The Monash Biomedicine Discovery Institute's Dr Kylie Wagstaff, who led the study, said the scientists showed that the drug, Ivermectin, stopped the SARS-CoV-2 virus growing in cell culture within 48 hours.

"We found that even a single dose could essentially remove all viral RNA by 48 hours and that even at 24 hours there was a really significant reduction in it," Dr Wagstaff said.

Ivermectin is an FDA-approved anti-parasitic drug that has also been shown to be effective in vitro against a broad range of viruses including HIV, Dengue, Influenza and Zika virus.

Dr Wagstaff cautioned that the tests conducted in the study were in vitro and that trials needed to be carried out in people.

"Ivermectin is very widely used and seen as a safe drug. We need to figure out now whether the dosage you can use it at in humans will be effective - that's the next step," Dr Wagstaff said.

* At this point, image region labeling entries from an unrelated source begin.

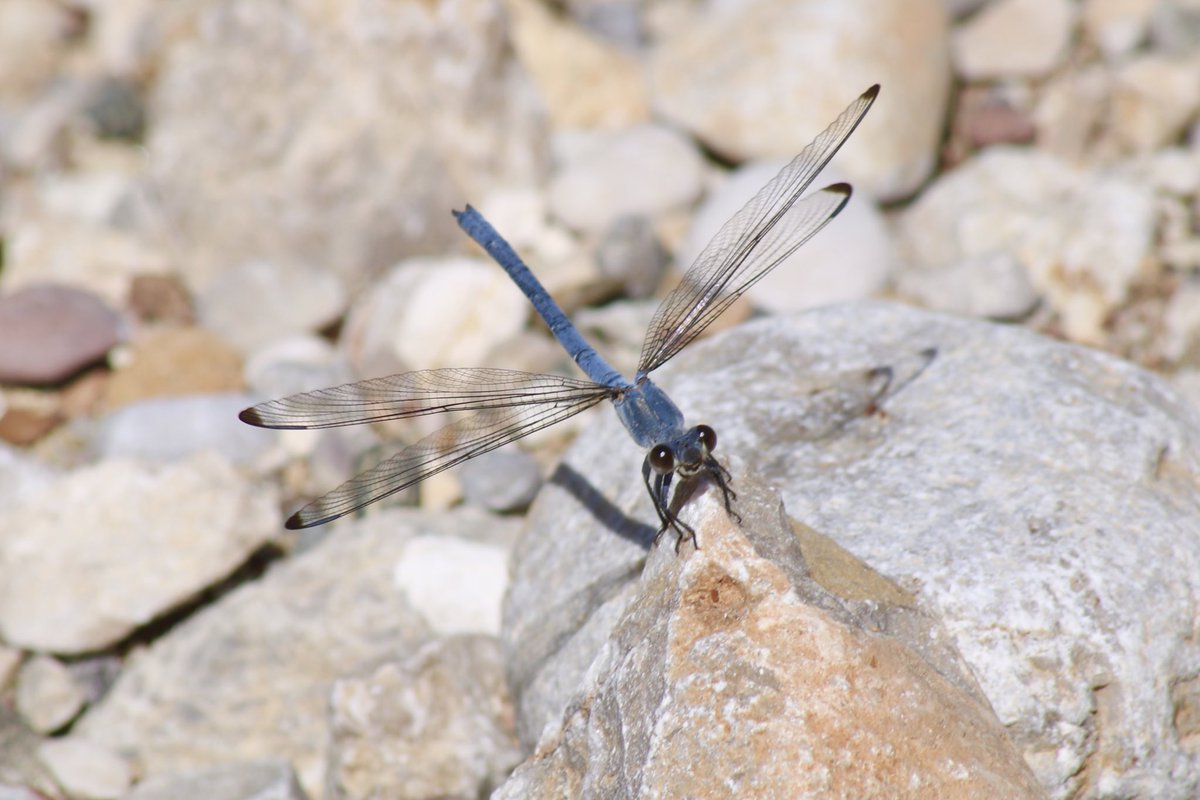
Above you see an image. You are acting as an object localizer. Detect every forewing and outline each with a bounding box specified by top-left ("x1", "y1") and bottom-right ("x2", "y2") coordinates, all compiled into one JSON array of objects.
[
  {"x1": 238, "y1": 368, "x2": 610, "y2": 428},
  {"x1": 287, "y1": 384, "x2": 607, "y2": 529},
  {"x1": 637, "y1": 85, "x2": 880, "y2": 375}
]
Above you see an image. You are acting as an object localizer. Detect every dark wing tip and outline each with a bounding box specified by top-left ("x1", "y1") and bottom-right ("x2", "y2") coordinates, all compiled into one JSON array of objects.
[{"x1": 238, "y1": 407, "x2": 266, "y2": 428}]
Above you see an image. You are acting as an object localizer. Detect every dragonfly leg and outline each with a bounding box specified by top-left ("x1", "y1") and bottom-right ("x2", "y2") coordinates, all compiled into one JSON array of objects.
[
  {"x1": 642, "y1": 458, "x2": 700, "y2": 553},
  {"x1": 704, "y1": 456, "x2": 742, "y2": 525}
]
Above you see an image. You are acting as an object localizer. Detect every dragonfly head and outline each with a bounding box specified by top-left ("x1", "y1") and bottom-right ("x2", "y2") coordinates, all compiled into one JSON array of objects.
[{"x1": 646, "y1": 425, "x2": 716, "y2": 477}]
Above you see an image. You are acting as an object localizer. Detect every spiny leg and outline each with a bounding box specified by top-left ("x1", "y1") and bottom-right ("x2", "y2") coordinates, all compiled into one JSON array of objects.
[
  {"x1": 704, "y1": 456, "x2": 742, "y2": 525},
  {"x1": 642, "y1": 458, "x2": 700, "y2": 553}
]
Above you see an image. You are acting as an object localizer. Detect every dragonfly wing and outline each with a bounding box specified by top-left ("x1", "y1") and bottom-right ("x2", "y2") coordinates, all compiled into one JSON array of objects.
[
  {"x1": 286, "y1": 387, "x2": 607, "y2": 529},
  {"x1": 238, "y1": 368, "x2": 611, "y2": 428},
  {"x1": 637, "y1": 85, "x2": 880, "y2": 375}
]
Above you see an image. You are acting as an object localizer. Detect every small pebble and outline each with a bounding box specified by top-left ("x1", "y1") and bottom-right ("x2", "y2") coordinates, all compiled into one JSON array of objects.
[
  {"x1": 37, "y1": 739, "x2": 133, "y2": 800},
  {"x1": 17, "y1": 656, "x2": 86, "y2": 734},
  {"x1": 0, "y1": 285, "x2": 121, "y2": 384},
  {"x1": 458, "y1": 451, "x2": 541, "y2": 513},
  {"x1": 596, "y1": 216, "x2": 670, "y2": 300}
]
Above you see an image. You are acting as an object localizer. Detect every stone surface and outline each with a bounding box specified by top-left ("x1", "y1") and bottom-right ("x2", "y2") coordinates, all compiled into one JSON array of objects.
[
  {"x1": 0, "y1": 0, "x2": 70, "y2": 104},
  {"x1": 895, "y1": 253, "x2": 1039, "y2": 319},
  {"x1": 342, "y1": 258, "x2": 530, "y2": 375},
  {"x1": 677, "y1": 160, "x2": 893, "y2": 312},
  {"x1": 0, "y1": 285, "x2": 121, "y2": 384},
  {"x1": 596, "y1": 216, "x2": 668, "y2": 300},
  {"x1": 650, "y1": 0, "x2": 950, "y2": 199},
  {"x1": 0, "y1": 453, "x2": 278, "y2": 654},
  {"x1": 496, "y1": 481, "x2": 1043, "y2": 799},
  {"x1": 125, "y1": 759, "x2": 308, "y2": 800},
  {"x1": 548, "y1": 125, "x2": 703, "y2": 233},
  {"x1": 37, "y1": 739, "x2": 133, "y2": 800},
  {"x1": 896, "y1": 148, "x2": 1156, "y2": 342},
  {"x1": 504, "y1": 303, "x2": 1200, "y2": 800},
  {"x1": 0, "y1": 444, "x2": 59, "y2": 509},
  {"x1": 104, "y1": 327, "x2": 245, "y2": 409},
  {"x1": 326, "y1": 636, "x2": 521, "y2": 800},
  {"x1": 74, "y1": 511, "x2": 506, "y2": 796},
  {"x1": 395, "y1": 532, "x2": 516, "y2": 636},
  {"x1": 1081, "y1": 0, "x2": 1157, "y2": 60},
  {"x1": 0, "y1": 702, "x2": 59, "y2": 800},
  {"x1": 198, "y1": 261, "x2": 346, "y2": 353},
  {"x1": 505, "y1": 0, "x2": 649, "y2": 128},
  {"x1": 17, "y1": 656, "x2": 86, "y2": 734},
  {"x1": 148, "y1": 0, "x2": 546, "y2": 289},
  {"x1": 89, "y1": 392, "x2": 275, "y2": 464},
  {"x1": 952, "y1": 0, "x2": 1079, "y2": 80},
  {"x1": 458, "y1": 450, "x2": 541, "y2": 513},
  {"x1": 1110, "y1": 54, "x2": 1200, "y2": 152},
  {"x1": 0, "y1": 644, "x2": 22, "y2": 692}
]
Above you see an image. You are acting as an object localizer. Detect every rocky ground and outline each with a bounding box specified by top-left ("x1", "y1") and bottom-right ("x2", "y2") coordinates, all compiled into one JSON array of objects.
[{"x1": 0, "y1": 0, "x2": 1200, "y2": 800}]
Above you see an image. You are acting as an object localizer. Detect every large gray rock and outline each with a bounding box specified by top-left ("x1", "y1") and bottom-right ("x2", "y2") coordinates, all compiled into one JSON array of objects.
[
  {"x1": 498, "y1": 480, "x2": 1042, "y2": 800},
  {"x1": 504, "y1": 303, "x2": 1200, "y2": 798}
]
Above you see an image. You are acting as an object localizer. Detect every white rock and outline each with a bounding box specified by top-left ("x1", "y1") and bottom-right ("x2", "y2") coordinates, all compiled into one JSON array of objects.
[
  {"x1": 328, "y1": 636, "x2": 522, "y2": 800},
  {"x1": 1111, "y1": 55, "x2": 1200, "y2": 152},
  {"x1": 506, "y1": 0, "x2": 649, "y2": 127},
  {"x1": 37, "y1": 739, "x2": 133, "y2": 800},
  {"x1": 953, "y1": 0, "x2": 1078, "y2": 80},
  {"x1": 1082, "y1": 0, "x2": 1157, "y2": 61},
  {"x1": 74, "y1": 511, "x2": 520, "y2": 800},
  {"x1": 0, "y1": 453, "x2": 278, "y2": 654},
  {"x1": 146, "y1": 0, "x2": 548, "y2": 288},
  {"x1": 342, "y1": 258, "x2": 530, "y2": 375},
  {"x1": 1033, "y1": 64, "x2": 1115, "y2": 163},
  {"x1": 395, "y1": 536, "x2": 509, "y2": 636},
  {"x1": 197, "y1": 261, "x2": 346, "y2": 353},
  {"x1": 896, "y1": 148, "x2": 1156, "y2": 342},
  {"x1": 1163, "y1": 282, "x2": 1200, "y2": 361},
  {"x1": 0, "y1": 441, "x2": 58, "y2": 509},
  {"x1": 550, "y1": 125, "x2": 703, "y2": 233},
  {"x1": 17, "y1": 656, "x2": 86, "y2": 734},
  {"x1": 677, "y1": 162, "x2": 892, "y2": 312},
  {"x1": 0, "y1": 644, "x2": 20, "y2": 692},
  {"x1": 504, "y1": 302, "x2": 1200, "y2": 800},
  {"x1": 125, "y1": 758, "x2": 308, "y2": 800},
  {"x1": 650, "y1": 0, "x2": 950, "y2": 199},
  {"x1": 91, "y1": 393, "x2": 276, "y2": 464}
]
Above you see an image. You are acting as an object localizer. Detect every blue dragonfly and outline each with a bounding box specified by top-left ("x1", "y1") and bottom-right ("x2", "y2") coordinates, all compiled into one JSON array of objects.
[{"x1": 239, "y1": 84, "x2": 880, "y2": 548}]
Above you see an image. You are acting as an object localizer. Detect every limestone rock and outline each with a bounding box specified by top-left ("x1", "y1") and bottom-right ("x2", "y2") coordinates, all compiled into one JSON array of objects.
[
  {"x1": 125, "y1": 758, "x2": 308, "y2": 800},
  {"x1": 326, "y1": 636, "x2": 521, "y2": 800},
  {"x1": 650, "y1": 0, "x2": 950, "y2": 199},
  {"x1": 504, "y1": 303, "x2": 1200, "y2": 799},
  {"x1": 496, "y1": 481, "x2": 1042, "y2": 800},
  {"x1": 74, "y1": 511, "x2": 506, "y2": 796},
  {"x1": 0, "y1": 453, "x2": 278, "y2": 654},
  {"x1": 0, "y1": 285, "x2": 121, "y2": 384}
]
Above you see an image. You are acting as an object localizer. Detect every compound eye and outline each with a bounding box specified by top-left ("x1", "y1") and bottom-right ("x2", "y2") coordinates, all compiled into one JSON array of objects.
[{"x1": 649, "y1": 445, "x2": 674, "y2": 475}]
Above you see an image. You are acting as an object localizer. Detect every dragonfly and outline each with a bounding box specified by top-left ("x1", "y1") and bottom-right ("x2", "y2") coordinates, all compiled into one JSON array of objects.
[{"x1": 239, "y1": 84, "x2": 880, "y2": 549}]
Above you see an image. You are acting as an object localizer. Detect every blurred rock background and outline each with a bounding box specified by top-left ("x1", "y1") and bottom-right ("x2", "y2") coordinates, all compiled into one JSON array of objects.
[{"x1": 0, "y1": 0, "x2": 1200, "y2": 800}]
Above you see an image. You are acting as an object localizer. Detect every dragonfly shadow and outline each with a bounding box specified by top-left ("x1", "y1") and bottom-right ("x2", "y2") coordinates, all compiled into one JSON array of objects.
[{"x1": 550, "y1": 463, "x2": 658, "y2": 551}]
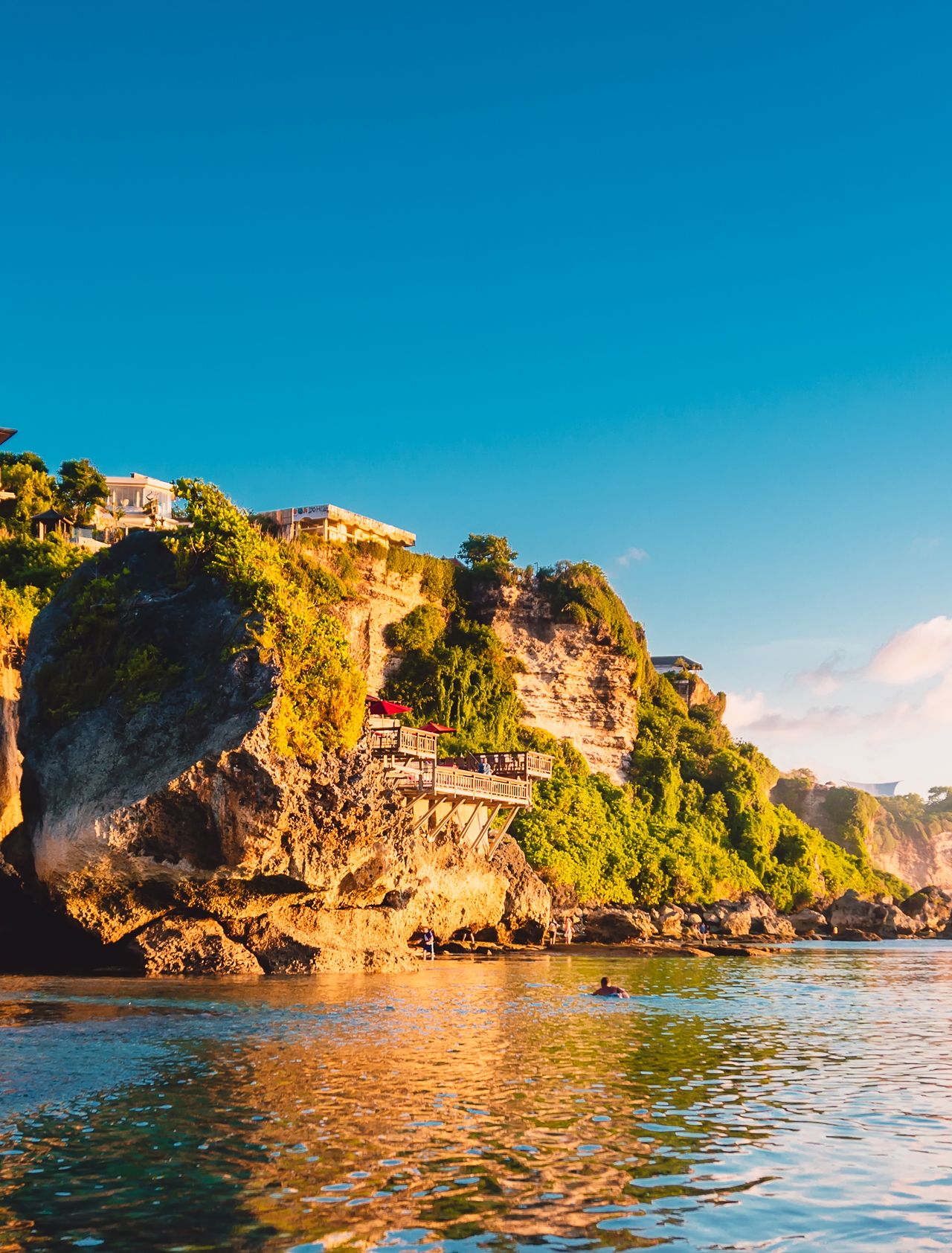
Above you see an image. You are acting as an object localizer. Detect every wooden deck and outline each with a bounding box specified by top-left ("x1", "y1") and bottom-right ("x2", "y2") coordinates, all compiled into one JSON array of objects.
[
  {"x1": 370, "y1": 727, "x2": 437, "y2": 760},
  {"x1": 437, "y1": 753, "x2": 553, "y2": 779},
  {"x1": 393, "y1": 762, "x2": 533, "y2": 808}
]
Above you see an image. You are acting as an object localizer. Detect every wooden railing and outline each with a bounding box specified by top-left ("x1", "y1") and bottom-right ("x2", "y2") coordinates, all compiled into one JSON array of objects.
[
  {"x1": 399, "y1": 760, "x2": 533, "y2": 804},
  {"x1": 370, "y1": 727, "x2": 436, "y2": 757},
  {"x1": 446, "y1": 753, "x2": 553, "y2": 779},
  {"x1": 486, "y1": 753, "x2": 553, "y2": 779}
]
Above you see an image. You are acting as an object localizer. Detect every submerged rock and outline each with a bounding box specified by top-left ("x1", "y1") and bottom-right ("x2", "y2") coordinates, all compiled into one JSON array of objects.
[
  {"x1": 789, "y1": 910, "x2": 827, "y2": 936},
  {"x1": 899, "y1": 887, "x2": 952, "y2": 931}
]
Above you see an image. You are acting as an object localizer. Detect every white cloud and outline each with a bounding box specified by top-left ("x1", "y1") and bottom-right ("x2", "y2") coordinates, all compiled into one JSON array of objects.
[
  {"x1": 795, "y1": 650, "x2": 849, "y2": 696},
  {"x1": 866, "y1": 617, "x2": 952, "y2": 690},
  {"x1": 724, "y1": 692, "x2": 768, "y2": 736},
  {"x1": 617, "y1": 548, "x2": 648, "y2": 565}
]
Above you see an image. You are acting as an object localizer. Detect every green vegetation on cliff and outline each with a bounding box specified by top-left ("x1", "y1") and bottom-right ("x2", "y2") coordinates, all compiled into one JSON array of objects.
[
  {"x1": 376, "y1": 535, "x2": 890, "y2": 910},
  {"x1": 512, "y1": 673, "x2": 884, "y2": 910},
  {"x1": 386, "y1": 605, "x2": 522, "y2": 754},
  {"x1": 170, "y1": 478, "x2": 366, "y2": 760}
]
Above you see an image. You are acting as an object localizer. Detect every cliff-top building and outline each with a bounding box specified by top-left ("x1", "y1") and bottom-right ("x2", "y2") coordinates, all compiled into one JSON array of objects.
[
  {"x1": 843, "y1": 779, "x2": 899, "y2": 795},
  {"x1": 262, "y1": 505, "x2": 416, "y2": 548},
  {"x1": 652, "y1": 653, "x2": 704, "y2": 674},
  {"x1": 97, "y1": 471, "x2": 178, "y2": 531}
]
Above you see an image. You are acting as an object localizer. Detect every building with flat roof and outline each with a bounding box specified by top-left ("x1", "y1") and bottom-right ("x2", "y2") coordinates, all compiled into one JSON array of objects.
[
  {"x1": 843, "y1": 779, "x2": 899, "y2": 795},
  {"x1": 260, "y1": 505, "x2": 416, "y2": 548},
  {"x1": 97, "y1": 471, "x2": 178, "y2": 531},
  {"x1": 652, "y1": 653, "x2": 704, "y2": 674},
  {"x1": 0, "y1": 426, "x2": 16, "y2": 500}
]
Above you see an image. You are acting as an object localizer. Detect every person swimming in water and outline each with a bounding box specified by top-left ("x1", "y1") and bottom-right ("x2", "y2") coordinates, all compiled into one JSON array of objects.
[{"x1": 591, "y1": 975, "x2": 628, "y2": 1000}]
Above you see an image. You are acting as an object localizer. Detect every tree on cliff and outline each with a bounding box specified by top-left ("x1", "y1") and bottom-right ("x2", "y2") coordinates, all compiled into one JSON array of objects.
[
  {"x1": 169, "y1": 478, "x2": 366, "y2": 760},
  {"x1": 57, "y1": 458, "x2": 109, "y2": 526},
  {"x1": 458, "y1": 533, "x2": 518, "y2": 575},
  {"x1": 0, "y1": 452, "x2": 57, "y2": 535}
]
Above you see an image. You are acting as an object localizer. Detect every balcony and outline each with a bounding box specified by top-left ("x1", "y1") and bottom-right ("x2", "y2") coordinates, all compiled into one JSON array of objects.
[{"x1": 370, "y1": 727, "x2": 437, "y2": 758}]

"In times when we're having a global pandemic and there isn't an approved treatment, if we had a compound that was already available around the world then that might help people sooner.

Realistically it's going to be a while before a vaccine is broadly available.


Although the mechanism by which Ivermectin works on the virus is not known, it is likely, based on its action in other viruses, that it works to stop the virus 'dampening down' the host cells' ability to clear it, Dr Wagstaff said.


The use of Ivermectin to combat COVID-19 would depend on the results of further pre-clinical testing and ultimately clinical trials, with funding urgently required to keep progressing the work, Dr Wagstaff said.